Dans ce texte de loi, il y aura également un volet pour aider les Français les plus modestes à faire leurs courses. Ainsi, un chèque alimentation devrait voir le jour. Le montant de cette promesse présidentielle n'a pas été encore dévoilé, ni le nombre de bénéficiaires, mais il faut s'attendre là aussi à quelques milliards d'euros.
Par ailleurs, la loi prévoit la suppression de la redevance télé pour 23 millions de foyers. Soit plus de 3 milliards d'euros en moins pour les caisses de l'Etat.
S'y ajouteront également les réindexations des pensions de retraites dès le mois de juillet, pour protéger le revenu des retraités. Là aussi, l'arbitrage n'a pas été totalement acte en terme de curseur - est-ce que ce sera sur 4,5 % sur 5 % ?- mais selon les experts, un point de réindexation des pensions équivaut à 2,5 milliards d'euros de plus pour les finances publiques.
Pour les bénéficiaires des minima sociaux, - RSA, AAH, etc- un geste est prévu dès cet été... Une indexation exceptionnelle qui devrait dépasser le milliard d'euros.
Sont au programme également, des dispositifs pour inciter les entreprises à augmenter les salaires, et notamment à utiliser la prime Macron défiscalisée et exempte de cotisations... soit un manque à gagner en terme de ressources fiscales important....
Sans oublier des aides ciblées pour les entreprises grosses consommatrices d'énergies intensives, comme les aciéries, les sites chimiques etc., etc.
Une facture en dizaine de milliards d'euros
Sans être toutefois complètement arrêtée, la liste est déjà longue. Et promet d'être coûteuse pour l'Etat. "Impossible de faire un chiffrage total précis, car tous les arbitrages ne sont pas rendus", reconnait un conseiller à Bercy, "mais ça se comptera en dizaines de milliards d'euros".

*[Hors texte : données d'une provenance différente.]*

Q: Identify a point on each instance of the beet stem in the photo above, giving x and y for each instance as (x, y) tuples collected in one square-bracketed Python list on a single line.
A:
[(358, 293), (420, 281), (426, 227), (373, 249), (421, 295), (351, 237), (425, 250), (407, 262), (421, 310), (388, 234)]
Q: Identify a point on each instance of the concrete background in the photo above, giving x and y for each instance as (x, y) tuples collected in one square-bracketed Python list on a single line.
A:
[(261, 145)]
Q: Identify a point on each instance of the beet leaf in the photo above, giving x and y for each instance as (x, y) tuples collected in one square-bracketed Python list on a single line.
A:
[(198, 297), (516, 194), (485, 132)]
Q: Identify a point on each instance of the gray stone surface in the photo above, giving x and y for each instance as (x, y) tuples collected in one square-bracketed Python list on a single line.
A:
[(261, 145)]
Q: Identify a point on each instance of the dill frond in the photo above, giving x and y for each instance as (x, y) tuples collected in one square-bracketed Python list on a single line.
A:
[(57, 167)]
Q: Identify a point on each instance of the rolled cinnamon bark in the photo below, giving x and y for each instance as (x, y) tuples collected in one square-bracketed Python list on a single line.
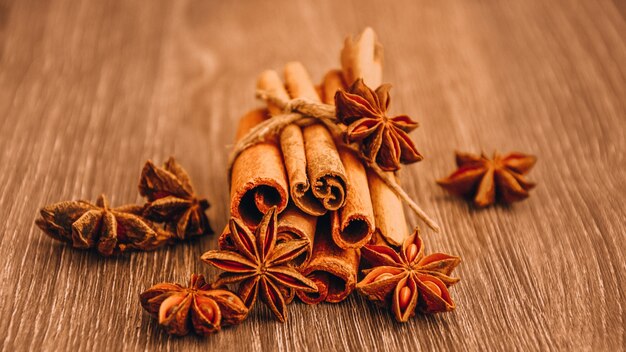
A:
[(324, 169), (388, 211), (356, 217), (293, 224), (363, 58), (332, 268), (292, 146), (258, 179)]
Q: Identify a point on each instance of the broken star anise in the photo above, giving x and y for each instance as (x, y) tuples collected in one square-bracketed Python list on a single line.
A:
[(87, 225), (172, 200), (408, 280), (261, 264), (198, 306), (382, 139), (484, 180)]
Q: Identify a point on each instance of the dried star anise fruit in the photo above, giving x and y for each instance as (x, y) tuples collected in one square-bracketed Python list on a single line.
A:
[(261, 264), (109, 230), (172, 200), (198, 306), (484, 180), (382, 139), (408, 280)]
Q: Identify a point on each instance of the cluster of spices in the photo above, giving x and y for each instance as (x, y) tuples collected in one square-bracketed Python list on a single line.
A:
[(173, 212), (312, 214)]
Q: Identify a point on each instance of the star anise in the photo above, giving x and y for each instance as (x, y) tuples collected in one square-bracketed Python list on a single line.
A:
[(172, 200), (409, 280), (86, 225), (485, 180), (261, 264), (382, 139), (198, 306)]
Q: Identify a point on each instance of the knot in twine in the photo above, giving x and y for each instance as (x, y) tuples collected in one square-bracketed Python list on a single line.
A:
[(304, 112)]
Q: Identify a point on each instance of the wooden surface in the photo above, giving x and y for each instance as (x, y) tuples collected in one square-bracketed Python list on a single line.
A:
[(91, 89)]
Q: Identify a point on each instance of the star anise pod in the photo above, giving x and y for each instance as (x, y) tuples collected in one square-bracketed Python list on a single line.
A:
[(198, 306), (87, 225), (408, 280), (485, 180), (172, 200), (382, 139), (261, 264)]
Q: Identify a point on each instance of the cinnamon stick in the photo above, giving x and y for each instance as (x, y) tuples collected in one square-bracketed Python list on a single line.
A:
[(293, 224), (332, 268), (324, 169), (292, 146), (258, 179), (356, 218), (363, 57)]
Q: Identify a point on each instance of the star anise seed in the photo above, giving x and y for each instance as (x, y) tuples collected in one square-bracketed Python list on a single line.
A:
[(199, 307), (408, 280), (260, 264), (382, 139), (484, 180), (172, 199), (109, 230)]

Depuis l'automne, le gouvernement a déjà dépensé plus de 26 milliards d'euros pour aider les Français à faire face à la hausse des prix. "Il est possible de rester voire de dépasser ces montants", confie cette même source.
Mais la majorité l'assume. Laurent Saint Martin, le rapporteur du Budget, l'assure à la Tribune : "C'est notre parti-pris : protéger plutôt que réparer". Et d'expliquer : "comme pour la crise Covid, on accepte de creuser un peu la courbe du déficit pour aider les Français à passer ce moment difficile et faire en sorte que ces effets inflationnistes n'abiment pas notre économie, notre consommation, notre production". Certains y verront le retour d'une forme de "quoi qu'il en coûte"...

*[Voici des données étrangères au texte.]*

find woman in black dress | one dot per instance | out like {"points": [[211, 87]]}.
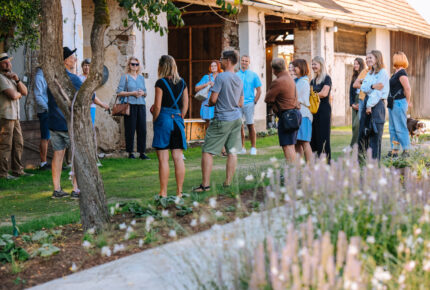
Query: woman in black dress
{"points": [[321, 84]]}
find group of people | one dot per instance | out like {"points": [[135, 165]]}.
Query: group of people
{"points": [[231, 97]]}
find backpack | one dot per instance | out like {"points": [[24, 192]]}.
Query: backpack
{"points": [[314, 101]]}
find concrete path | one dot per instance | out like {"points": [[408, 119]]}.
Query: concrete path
{"points": [[189, 263]]}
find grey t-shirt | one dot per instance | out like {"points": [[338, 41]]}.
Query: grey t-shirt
{"points": [[230, 89]]}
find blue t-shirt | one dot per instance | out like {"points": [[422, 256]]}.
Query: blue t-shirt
{"points": [[131, 85], [56, 119], [250, 81]]}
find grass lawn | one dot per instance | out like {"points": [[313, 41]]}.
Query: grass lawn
{"points": [[29, 199]]}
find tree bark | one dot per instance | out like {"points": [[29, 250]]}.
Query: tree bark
{"points": [[92, 201]]}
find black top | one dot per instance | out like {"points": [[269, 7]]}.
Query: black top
{"points": [[318, 87], [396, 88], [166, 100]]}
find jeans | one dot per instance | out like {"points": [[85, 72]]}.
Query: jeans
{"points": [[398, 125]]}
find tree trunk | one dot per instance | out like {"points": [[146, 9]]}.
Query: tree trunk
{"points": [[92, 201]]}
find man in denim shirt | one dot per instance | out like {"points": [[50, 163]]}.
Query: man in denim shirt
{"points": [[41, 95]]}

Un déficit qui sera au-delà des 5% prévus
Une chose est sûre : la prévision de déficit inscrite dans le projet de loi de Finances - 5% - sera dépassée.
Le gouvernement espère en revanche retrouver des marges de manœuvres budgétaires dès l'an prochain, grâce à une conjoncture macro-économique plus favorable. Alors qu'il s'engage à ne pas augmenter les impôts sur le quinquennat, ni à creuser la dette - qui atteint déjà plus de 113 % de notre PIB, dans un contexte où les taux d'intérêts remontent - il compte bien sur sa réforme des retraites pour engranger des milliards d'euros rapidement.
C'est ce qu'il espère expliquer aux Français. En d'autres termes, travailler plus longtemps, pour être mieux protégés contre l'inflation. Le pari semble risqué étant donné les difficultés à faire accepter cette réforme sensible. Une majorité des Français sont contre le passage de l'âge légal de la retraite de 62 à 64 ans, et tous les syndicats, y compris la CFDT, ont déjà exprimé leur opposition à cette réforme.